Aunque me cueste aceptarlo y piense que Dr. Dog merecen algo más que la humillante y sempiterna comparación con The Beatles, lo cierto es que soy el primero en buscar las similitudes cada vez que escucho un álbum nuevo suyo. Y “Shame, Shame” (Anti 2010) no iba a ser la excepción. Como casi siempre además ha ocurrido con todos sus discos a excepción del primero, la primera impresión es de que esta vez la han cagado (y no es una primera impresión original: en mi corta relación, tras el álbum blanco, con la música de los de Liverpool cuando aún estaban juntos, cada trabajo nuevo suyo me parecía un tropezón que después se convertía en acierto).
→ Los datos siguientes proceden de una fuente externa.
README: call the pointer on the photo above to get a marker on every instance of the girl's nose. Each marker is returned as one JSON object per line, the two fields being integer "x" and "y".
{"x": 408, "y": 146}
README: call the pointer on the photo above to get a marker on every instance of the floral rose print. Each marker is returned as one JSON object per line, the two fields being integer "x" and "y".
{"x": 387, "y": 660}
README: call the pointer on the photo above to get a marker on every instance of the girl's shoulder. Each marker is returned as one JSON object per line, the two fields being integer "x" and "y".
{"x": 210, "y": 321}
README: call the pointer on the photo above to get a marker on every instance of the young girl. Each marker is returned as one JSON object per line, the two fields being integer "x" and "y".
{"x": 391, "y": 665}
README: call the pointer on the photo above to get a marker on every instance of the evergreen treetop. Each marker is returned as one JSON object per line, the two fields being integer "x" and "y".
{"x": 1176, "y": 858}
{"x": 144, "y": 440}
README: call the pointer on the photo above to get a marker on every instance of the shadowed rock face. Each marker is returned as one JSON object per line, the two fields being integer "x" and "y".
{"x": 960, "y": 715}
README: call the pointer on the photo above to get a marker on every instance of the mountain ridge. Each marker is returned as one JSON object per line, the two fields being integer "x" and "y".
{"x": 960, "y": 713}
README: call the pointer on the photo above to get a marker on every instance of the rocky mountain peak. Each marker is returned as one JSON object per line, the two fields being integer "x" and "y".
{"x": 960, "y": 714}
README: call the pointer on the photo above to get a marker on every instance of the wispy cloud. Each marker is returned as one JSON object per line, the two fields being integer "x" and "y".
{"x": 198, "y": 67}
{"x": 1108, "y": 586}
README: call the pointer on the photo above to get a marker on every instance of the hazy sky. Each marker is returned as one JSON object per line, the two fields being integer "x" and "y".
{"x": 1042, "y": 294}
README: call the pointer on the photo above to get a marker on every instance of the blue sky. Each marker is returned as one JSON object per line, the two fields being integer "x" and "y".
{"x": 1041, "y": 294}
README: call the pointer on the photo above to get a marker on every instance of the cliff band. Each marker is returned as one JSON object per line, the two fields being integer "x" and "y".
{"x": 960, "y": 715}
Efímera, por supuesto. El gran truco de la música pop radica precisamente en este gran momento cuando, quitándote la venda tendenciosa –del sustantivo plural tendencias- de los ojos, te das cuenta que la manera de ser feliz no es desgastando tu amor en la mejor vestida, sino compartiéndolo con la mejor…a secas.

La música de Dr. Dog no está hecha de grandes alardes sino de pequeños momentos. Cuando la lógica natural de la concatenación de acordes perfecta te lleva a pensar que éste es uno de los estribillos de tu vida, hasta que escuchas el de la pieza siguiente y caes rendido igualmente ante sus virtudes. Te ocurrirá después de “Shadow People” –coescrita con Dan Auerbach de The Black Keys, por cierto primo del gran guitarrista Robert Quine-, cuando dejes “Station” para sumergirte en “Unbearable Why”, y de ésta pases a “Where´d All The Time Go” –¿no parece de Genesis el teclado inicial?- con sus acordes y voz tipo Lennon. Por supuesto el festín beatle prosigue: ese bajo infantil a dos notas de “Later” es puro “Ob-La-Di-Ob-La-Da”; la tonada de “Someday” incluyendo entre el texto el título de una canción famosa –I should have known better-; el bajo y los coros que Paul McCartney esbozó en “Ram”; las palmas en plan all together now de “All You Need Is Love” en “Jackie Wants A Black Eye”; y la guitarra con forma de dulce estilete de George Harrison en “Shame, Shame”. Con una prodigiosa salvedad: después de todas las comparaciones, a mí –será por las voces ya tan familiares- sus canciones me conquistan por tener el sello personal e intransferible de Dr. Dog. ¿Dónde está la contradicción pues?